Characterization of bacterial artificial chromosome transgenic mice expressing mCherry fluorescent protein substituted for the murine smooth muscle alpha-actin gene

Abstract

Smooth muscle alpha actin (SMA) is a cytoskeletal protein expressed by mesenchymal and smooth muscle cell types, including mural cells (vascular smooth muscle cells and pericytes). Using Bacterial Artificial Chromosome (BAC) recombineering technology, we generated transgenic reporter mice that express a membrane localized cherry red fluorescent protein (mCherry), driven by the full-length SMA promoter and intronic sequences. We determined that the founders and F1 progeny of five independent lines contain 1-3 copies of the mCherry-substituted BAC vector. Furthermore, we characterized the expression of SMA-mCherry in relation to endogenous SMA in the embryo and in adult tissues, and found that the transgenic reporter in each line recapitulated endogenous SMA expression at all time points. We were also able to isolate SMA expressing cells from embryonic tissues using fluorescence-activated cell sorting (FACS). We demonstrated that this marker can be combined with other vital fluorescent reporters and it can be used for live imaging of embryonic cardiodynamics. Therefore, these transgenic mice will be useful for isolating live SMA-expressing cells via FACS and for studying the emergence, behavior, and regulation of SMA-expressing cells, including vascular smooth muscle cells and pericytes throughout embryonic and postnatal development.

Figure 1. SMA-mCherry construct and characterization

(a) Diagram of BAC clone RP23-132C11 demonstrating the location of sequences substituted for SMA exon 2 creating the SMA-mCherry vector is shown. Exon 2 of the SMA locus was replaced with a myristoylated mCherry cassette at the AUG translational initiation codon to express membrane localized mCherry. (b) Standard curve to calculate copy number of SMA-mCherry lines. (c) Copy number of SMA-mCherry lines. Transgenic mice contained between 1 and 3 copies of the transgene.

Figure 2. Expression of SMA-mCherry in the developing mouse embryo

(a-d) Whole mount reporter expression in E7.5-10.5 embryos. (e,h,k,n,q,t,w,z,cc) Reporter expression (red) (f,i,l,o,r,u,x,aa,dd) SMA antibody staining (green) (g,j,m,p,s,v,y,bb,ee) and merged images of SMA-mCherry immunochemistry. Reporter expression in the developing heart and aorta at E10.5 (e-g) yolk sac (h-j) and somites (k-m) recapitulates endogenous SMA expression. Reporter expression in the E13.5 heart (n-p) aorta and esophagus (q-s) stomach and intestine smooth muscle (t-v) recapitulate endogenous SMA expression. Reporter expression in the E18.5 (w-y) heart (z-bb) lung (cc-ee) esophagus also recapitulates endogenous SMA expression. Scale bar (e-g, k-v) 100um (h-j, w-ee) scale bar 50um. A, Aorta; E, Esophagus; S, Stomach; I, Intestine.

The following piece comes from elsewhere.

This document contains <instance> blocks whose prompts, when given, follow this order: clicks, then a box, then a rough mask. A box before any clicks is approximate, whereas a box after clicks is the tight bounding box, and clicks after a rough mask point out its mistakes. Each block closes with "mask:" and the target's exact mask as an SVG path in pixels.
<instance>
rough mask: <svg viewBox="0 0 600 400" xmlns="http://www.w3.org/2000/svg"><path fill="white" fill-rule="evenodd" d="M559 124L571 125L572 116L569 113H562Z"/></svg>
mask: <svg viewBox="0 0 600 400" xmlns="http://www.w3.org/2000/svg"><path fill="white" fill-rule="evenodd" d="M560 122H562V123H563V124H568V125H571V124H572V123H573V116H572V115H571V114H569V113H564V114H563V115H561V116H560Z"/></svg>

Figure 3. SMA-mCherry expression in adult organs

(a-d) Heart (e-h) mesenteric vessels (i-l) stomach (m-p) lung (q-t) kidney (u-x) ileum of the intestine (y-bb) mammary gland (cc-ff) femoral artery. Expression was observed in (c-d, g-h, k-l, o-p, s-t, w-x, aa-bb, ee-ff) SMA-mCherry but not (a-b, e-f, i-j, m-n, q-r, u-v, y-z, cc-dd) WT controls. WT images for fluorescence were obtained with the same light intensigy and exposure time as SMA-mCherry.

Figure 4. Isolation of SMA positive cells by flow cytometry

FACS profiles of (a) WT and (b) SMA-mCherry E15.5 yolk sac cells. Cultured cells expressed mCherry (c, red) and immunostained positive for SMA (c, green).

Figure 5. Live imaging of the beating embryonic heart at E9.5

The image series is acquired from a cross of the SMA-mCherry line to the Tg(ε-globin::GFP) line labeling embryonic erythrocytes at 16 frames per second (fps) at the depth of 100 μm. (a-c) Representative frames from the image series showing different phases of the cardiac cycle. (d) Relative fluorescence intensity of the mCherry (red) and the GFP (green) as a function of time in the region marked by a circle in the panel (d).